Pas besoin de se lancer dans des maths compliquées, si ça n’est pas votre tasse de thé. Il existe un simulateur en ligne pour vous donner une idée du montant des cotisations. Ne vous inquiétez pas : si vous ne gagnez pas d’argent, vous n’avez rien à payer. Pour plus de précisions sur les taux et les bénéfices, vous pouvez vous rendre sur le site de la sécurité sociale des artistes-auteurs.

Vous n’en croyez toujours pas vos yeux ? Rendez-vous sur le site de l’AGESSA et son article Ce qui change au 1er janvier 2021.

N’oubliez pas que Rome ne s’est pas construite en un jour (ni en deux, d’ailleurs !). Alors prenez du temps pour lire, vous renseigner. Un jour, tout ça vous paraîtra beaucoup plus clair. Peut-être même que vous partagerez ce savoir avec les futur.e.s novices !

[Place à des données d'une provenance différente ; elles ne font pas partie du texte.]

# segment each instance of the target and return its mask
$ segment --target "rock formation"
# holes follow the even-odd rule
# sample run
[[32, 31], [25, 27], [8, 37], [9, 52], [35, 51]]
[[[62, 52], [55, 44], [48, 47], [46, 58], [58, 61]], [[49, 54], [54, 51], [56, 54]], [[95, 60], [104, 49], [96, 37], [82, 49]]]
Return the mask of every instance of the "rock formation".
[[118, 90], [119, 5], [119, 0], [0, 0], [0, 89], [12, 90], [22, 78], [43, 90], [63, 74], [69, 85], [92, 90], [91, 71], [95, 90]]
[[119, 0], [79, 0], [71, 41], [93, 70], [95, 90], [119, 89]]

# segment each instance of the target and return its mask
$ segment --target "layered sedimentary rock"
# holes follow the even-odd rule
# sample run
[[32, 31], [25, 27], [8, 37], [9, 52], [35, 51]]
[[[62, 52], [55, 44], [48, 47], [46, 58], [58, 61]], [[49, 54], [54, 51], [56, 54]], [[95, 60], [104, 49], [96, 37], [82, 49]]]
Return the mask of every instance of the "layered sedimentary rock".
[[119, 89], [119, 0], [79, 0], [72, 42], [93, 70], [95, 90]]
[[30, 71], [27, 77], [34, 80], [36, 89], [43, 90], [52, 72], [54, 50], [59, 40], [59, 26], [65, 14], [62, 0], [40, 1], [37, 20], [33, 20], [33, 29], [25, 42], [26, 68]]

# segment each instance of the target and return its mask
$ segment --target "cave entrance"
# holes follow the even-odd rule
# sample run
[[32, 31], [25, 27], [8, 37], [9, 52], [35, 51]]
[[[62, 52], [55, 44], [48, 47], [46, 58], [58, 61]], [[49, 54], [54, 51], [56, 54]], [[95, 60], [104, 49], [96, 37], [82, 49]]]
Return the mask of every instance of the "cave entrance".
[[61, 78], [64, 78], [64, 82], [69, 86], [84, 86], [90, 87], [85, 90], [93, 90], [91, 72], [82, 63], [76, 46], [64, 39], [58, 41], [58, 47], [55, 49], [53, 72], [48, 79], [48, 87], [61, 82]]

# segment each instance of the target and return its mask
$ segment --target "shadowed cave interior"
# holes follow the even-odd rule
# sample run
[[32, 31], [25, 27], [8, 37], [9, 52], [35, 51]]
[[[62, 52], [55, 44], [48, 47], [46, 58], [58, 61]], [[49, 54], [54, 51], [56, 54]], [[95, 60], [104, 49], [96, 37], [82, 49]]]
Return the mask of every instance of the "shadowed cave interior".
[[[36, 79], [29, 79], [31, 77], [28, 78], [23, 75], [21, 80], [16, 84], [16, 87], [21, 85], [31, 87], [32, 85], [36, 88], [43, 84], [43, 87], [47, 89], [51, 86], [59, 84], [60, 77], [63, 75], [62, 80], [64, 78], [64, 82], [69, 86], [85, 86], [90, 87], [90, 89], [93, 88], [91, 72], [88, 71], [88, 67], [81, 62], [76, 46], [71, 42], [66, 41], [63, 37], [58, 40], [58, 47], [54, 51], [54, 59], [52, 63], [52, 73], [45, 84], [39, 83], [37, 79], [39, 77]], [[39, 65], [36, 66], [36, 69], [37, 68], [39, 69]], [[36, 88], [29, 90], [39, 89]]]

Un grand merci pour votre lecture.

Autrice

Caroline Ricciardi

Rédactrice web et graphiste en freelance, Caroline est passionnée par le monde du livre et de l’entrepreneuriat. Elle apprécie écrire des articles pour BoD et vous transmettre les informations qui vous donneront un petit coup de pouce pour progresser dans votre projet.

Plus d’articles

Commentaires

  • Bonjour Caroline,

    Bonjour et Merci pour cet article Caroline 🙂 !

    1) Néanmoins, je conseille vivement aux autrices et auteurs de téléphoner à leur service des impôts AVANT de prendre une décision quelconque pour déclarer ses revenus.

    2) L’exemple choisi (23 000 euros de revenus annuels pour des ventes de livres par soi-même) n’est en aucun cas représentatif de 99,9 % des autrices et auteurs BoD : la majorité ont une activité AUTRE et font des livres de manière annexe avec des revenus complémentaires.

    3) Attention pour les autrices et auteurs donc de ne pas foncer tête baisser dans ce statut pour la déclaration de ses revenus mais d’étudier correctement son propre cas (avec ses autres revenus) pour décider, avec le service des impôts comment déclarer l’argent gagner avec la vente des livres de manière la plus judicieuse possible.

    Caroline, je pense que ce serait bien de mettre un avertissement au début de l’article pour dire que BoD n’est en aucun cas compétent pour conseiller et orienter les autrices et auteurs et qu’il faut d’abord se renseigner aux impôts. C’est très important.

    Merci en tout cas pour cet article : ce statut, bien particulier, ne sera intéressant que pour des autrices et auteurs très spécifiques de mon point de vue. Et ce que je trouve bien dans l’article c’est que tu rappelles qu’il faut bien déclarer tous ses revenus d’une manière ou d’une autre.

    Isabelle Desbenoit (j’ai une activité d’aides et conseils aux autrices et auteurs et cette question revient souvent)
    mon site : http://www.isabelledesbenoit.fr

    • Bonjour Isabelle,

      Merci pour ces précisions utiles. Nous indiquons en effet en début d’article que ce sont des informations générales mais que nous conseillons vivement de contacter les différents organismes car chaque cas est unique.